[ppml] Policy Proposal: IPv6 Assignment Guidelines
michael.dillon at bt.com
michael.dillon at bt.com
Thu Aug 23 09:06:34 EDT 2007
> I think your both naieve to think that your typical corporate
> customer with a couple hundred nodes and no redundancy to the
> Internet is going to put up with being told he has to
> renumber his entire internal network when he decides his
> current ISP is a chuckhead and decides to go to a competitor.
Perhaps you haven't read RFC 4192? It is not necessary to renumber the
entire internal network to change ISPs. A lot of the number changing
happens automatically, because both ISPs assign a /48 prefix. All
interface addresses are unchanged, only the prefix changes. And this is
accomplished in a two step process where you begin by adding a second
prefix, which results in all interfaces having at least 2 IPv6
addresses. The process is not entirely painless, but it is far less work
than with IPv4.
> I think said customer is going to look at the money that the
> labor hours would consume to do this, then call up Cisco and
> offer them
> 1/4 of that, and Cisco will happily take the money and supply
> a double-translation NAT box that will nat IPv6.
I don't think you understand Cisco's business model.
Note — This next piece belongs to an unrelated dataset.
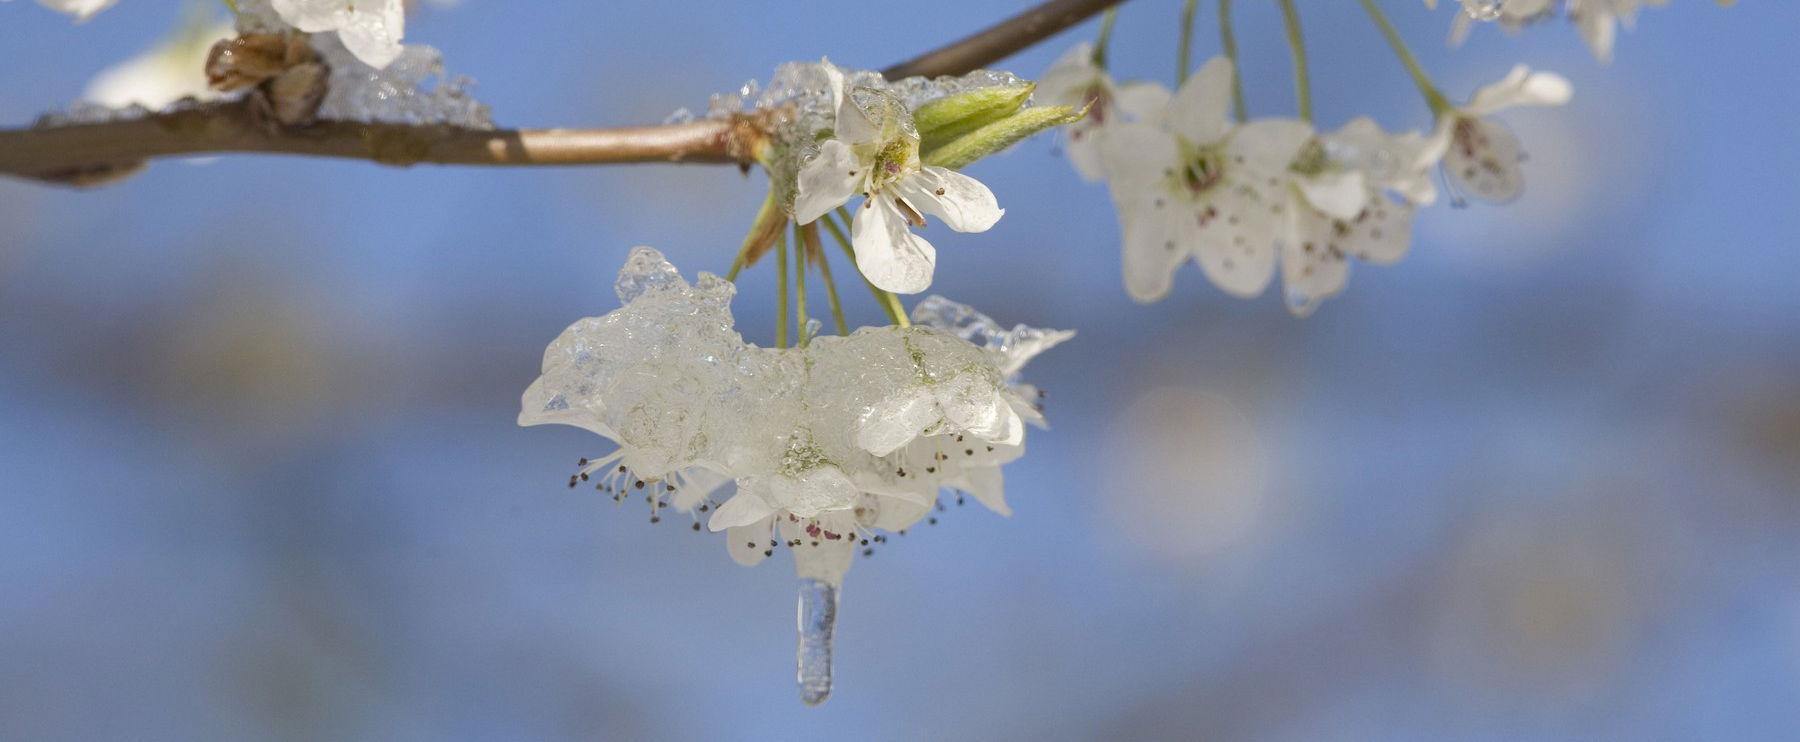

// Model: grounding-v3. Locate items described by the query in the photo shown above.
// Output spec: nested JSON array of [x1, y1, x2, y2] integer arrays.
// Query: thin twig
[[882, 0, 1131, 80], [1, 0, 1131, 186]]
They don't do low
margin products unless the volume is very high, and the low margin
product supports the sale of high-margin products. I'm sure that various
Chinese manufacturers will supply such boxes because they tend to build
anything that is possible and throw it onto the market to see if there
is demand. But any kind of NAT sacrifices functionality and the cost of
that is probably higher than the cost of IPv6 renumbering.